Posted Nov 16, 2013 0:45 UTC (Sat) by anselm (subscriber, #2796) [Link] (3 responses)

That is not the business xinetd is in, so it's no big surprise that it can't do it (anymore than it can shine shoes and make coffee).

The problem seems to be that there appear to be several definitions around of what »socket activation« actually means. Inetd/xinetd listen to a socket, and if a connection request comes in they start the daemon in question, which handles the request and then quits. The next connection request causes another instance of the daemon to be started. This of course is terribly inefficient for the kind of service such as HTTP that is not based on long-running sessions, and not especially efficient for services that are, like FTP or SMTP.

Systemd can do this, too, but it also supports a different kind of socket activation where the first connection request causes the daemon to be launched, and then instead of quitting after the request has been handled, the daemon just keeps running to handle any further requests (with no more overhead for extra startups). This is very convenient but inetd/xinetd simply don't do it. Possibly nix knows about some tool based on SysV init that can do that sort of thing, but if it does exist it is certainly not anywhere near mainstream on Linux.

Which init system for Debian?

Posted Nov 16, 2013 6:44 UTC (Sat) by spaetz (guest, #32870) [Link]

anselm, xinetd can indeed start a service on first demand AND keep it running for allsubsequent requests. Check out Lennart's post if you don't believe me :-) .

xinetd might be a bicycle, but it does have electric motor and 21 gears...

Which init system for Debian?

Posted Nov 16, 2013 17:57 UTC (Sat) by smurf (subscriber, #17840) [Link] (1 responses)

*Sigh* There are two way to "socket-activate" a process.

All start by actually opening a socket and listen()ing to it. When a connection request arrives,

(a) accept the connection, start a new server, hand the new connection to it on stdin/out. This is, in general, not a good idea because you pay the startup cost for every request.

(b) DO NOT accept the connection; instead, start a new server, hand the listening socket to the server (typically on stdin). Ignore the socket until the server dies. (x)inetd, systemd, upstart, … all can do this.
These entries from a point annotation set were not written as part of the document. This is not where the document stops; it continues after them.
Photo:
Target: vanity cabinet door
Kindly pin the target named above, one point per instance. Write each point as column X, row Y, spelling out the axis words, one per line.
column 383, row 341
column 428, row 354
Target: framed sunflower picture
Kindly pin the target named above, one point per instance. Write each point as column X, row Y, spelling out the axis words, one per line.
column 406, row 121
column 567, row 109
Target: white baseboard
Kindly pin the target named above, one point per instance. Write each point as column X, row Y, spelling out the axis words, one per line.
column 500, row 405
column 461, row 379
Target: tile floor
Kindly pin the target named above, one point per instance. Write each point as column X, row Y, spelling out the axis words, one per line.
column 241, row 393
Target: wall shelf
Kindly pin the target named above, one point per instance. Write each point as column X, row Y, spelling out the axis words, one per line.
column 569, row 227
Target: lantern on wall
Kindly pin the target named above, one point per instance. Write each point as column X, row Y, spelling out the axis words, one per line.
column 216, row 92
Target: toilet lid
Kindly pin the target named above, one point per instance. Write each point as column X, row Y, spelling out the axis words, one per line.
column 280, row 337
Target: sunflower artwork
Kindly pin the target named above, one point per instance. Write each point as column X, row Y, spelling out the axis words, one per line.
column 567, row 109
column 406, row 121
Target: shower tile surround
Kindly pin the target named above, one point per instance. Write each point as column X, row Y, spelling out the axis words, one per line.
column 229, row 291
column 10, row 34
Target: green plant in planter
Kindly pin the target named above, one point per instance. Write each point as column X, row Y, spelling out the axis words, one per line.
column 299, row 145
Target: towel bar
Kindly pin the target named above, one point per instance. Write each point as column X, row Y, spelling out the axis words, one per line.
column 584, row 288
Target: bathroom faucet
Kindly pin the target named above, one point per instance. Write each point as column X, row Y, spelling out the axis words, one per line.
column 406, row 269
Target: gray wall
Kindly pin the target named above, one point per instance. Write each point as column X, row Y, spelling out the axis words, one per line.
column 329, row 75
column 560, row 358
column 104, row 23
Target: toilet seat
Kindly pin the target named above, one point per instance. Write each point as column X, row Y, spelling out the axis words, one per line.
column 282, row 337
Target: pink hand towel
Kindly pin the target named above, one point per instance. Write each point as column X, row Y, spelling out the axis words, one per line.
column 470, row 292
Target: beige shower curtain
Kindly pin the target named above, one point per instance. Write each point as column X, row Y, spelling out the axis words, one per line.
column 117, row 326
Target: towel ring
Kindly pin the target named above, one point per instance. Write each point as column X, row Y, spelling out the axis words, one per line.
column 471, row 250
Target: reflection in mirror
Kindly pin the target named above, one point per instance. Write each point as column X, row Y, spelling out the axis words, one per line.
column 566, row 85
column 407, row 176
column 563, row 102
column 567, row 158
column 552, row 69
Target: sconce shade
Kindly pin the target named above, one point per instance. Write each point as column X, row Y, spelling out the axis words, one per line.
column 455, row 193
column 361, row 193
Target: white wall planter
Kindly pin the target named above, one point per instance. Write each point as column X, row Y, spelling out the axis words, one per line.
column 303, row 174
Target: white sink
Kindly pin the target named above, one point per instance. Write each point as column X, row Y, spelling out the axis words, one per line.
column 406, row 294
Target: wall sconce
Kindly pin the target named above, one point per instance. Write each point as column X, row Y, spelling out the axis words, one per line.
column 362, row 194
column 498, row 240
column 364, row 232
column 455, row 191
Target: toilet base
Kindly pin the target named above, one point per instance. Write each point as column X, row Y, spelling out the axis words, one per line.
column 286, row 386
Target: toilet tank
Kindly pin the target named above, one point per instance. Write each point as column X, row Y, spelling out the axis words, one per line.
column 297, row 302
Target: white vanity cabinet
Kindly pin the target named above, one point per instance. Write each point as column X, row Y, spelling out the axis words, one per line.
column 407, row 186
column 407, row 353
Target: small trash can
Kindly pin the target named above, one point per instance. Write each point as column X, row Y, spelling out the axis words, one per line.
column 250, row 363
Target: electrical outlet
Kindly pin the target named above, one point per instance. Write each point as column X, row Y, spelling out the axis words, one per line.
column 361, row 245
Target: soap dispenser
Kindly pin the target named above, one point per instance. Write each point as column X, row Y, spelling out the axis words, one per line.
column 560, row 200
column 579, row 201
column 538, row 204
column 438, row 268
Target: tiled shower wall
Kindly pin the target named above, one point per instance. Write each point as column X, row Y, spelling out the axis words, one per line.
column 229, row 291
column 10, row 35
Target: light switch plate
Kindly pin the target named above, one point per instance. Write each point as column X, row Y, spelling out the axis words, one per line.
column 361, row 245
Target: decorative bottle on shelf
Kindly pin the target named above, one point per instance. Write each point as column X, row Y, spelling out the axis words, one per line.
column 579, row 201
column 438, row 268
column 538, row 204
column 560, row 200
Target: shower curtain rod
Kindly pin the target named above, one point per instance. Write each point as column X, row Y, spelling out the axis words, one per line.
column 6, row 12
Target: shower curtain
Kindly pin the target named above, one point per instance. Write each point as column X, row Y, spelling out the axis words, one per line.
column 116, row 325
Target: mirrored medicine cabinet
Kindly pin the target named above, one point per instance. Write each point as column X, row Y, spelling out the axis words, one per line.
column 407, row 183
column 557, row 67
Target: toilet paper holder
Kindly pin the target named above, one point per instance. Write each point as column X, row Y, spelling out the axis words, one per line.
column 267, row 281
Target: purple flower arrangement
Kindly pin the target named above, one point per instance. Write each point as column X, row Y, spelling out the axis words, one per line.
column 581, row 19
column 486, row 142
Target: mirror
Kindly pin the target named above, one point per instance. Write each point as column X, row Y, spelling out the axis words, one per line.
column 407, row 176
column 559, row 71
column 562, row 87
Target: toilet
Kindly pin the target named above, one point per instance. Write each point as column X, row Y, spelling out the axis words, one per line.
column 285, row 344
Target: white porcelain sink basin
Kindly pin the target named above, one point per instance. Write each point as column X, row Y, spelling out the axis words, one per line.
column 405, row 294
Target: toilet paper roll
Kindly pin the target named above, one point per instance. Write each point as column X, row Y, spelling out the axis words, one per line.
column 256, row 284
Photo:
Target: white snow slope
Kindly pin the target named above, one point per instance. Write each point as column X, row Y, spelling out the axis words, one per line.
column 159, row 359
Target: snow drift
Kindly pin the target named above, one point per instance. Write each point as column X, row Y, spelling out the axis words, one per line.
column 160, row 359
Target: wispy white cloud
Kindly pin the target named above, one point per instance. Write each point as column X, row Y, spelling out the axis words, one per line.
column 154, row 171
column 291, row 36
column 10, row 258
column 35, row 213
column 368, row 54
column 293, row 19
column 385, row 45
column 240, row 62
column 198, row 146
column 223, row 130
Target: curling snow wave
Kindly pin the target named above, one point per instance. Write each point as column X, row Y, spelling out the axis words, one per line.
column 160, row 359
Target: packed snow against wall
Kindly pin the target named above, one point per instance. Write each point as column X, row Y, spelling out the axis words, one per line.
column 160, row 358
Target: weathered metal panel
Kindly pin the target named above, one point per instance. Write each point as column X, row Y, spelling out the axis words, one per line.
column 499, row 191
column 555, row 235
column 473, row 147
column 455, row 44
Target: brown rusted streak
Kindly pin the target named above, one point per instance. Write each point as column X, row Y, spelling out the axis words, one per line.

The condition "the server dies" obviously does not work if the daemon forks-and-exits for whatever reason. xinetd also does not work for you if a server wants to listen to multiple sockets, or (these days) should start when an udev request arrives for it … or maybe you want to manually start the thing because you know you'll need it in a few minutes …

… and shutting it down cleanly has its own grab bag of problems, which (x)inetd does not address AT ALL.

I mean, come on. You can find some piece of code which does a half-assed job of (almost) anything systemd can do . What nobody in this whole discussion has ever mentioned is a program which today improves on anything that systemd can do.

Which init system for Debian?

Posted Dec 8, 2013 16:24 UTC (Sun) by nix (subscriber, #2304) [Link]

Quite. Which is why, violently conflicted though I am on systemd and concerned though I am about its relentless scope creep and apparent desire to take the entire core of the system and wrap it up in a single package (eep -- only, well, glibc and the kernel do that already and nothing bad happened), I'll probably eventually end up using it on systems other than VMs. It does, after all, work, and work well: better than all the competition. It's just a scope-creepy monster at the same time.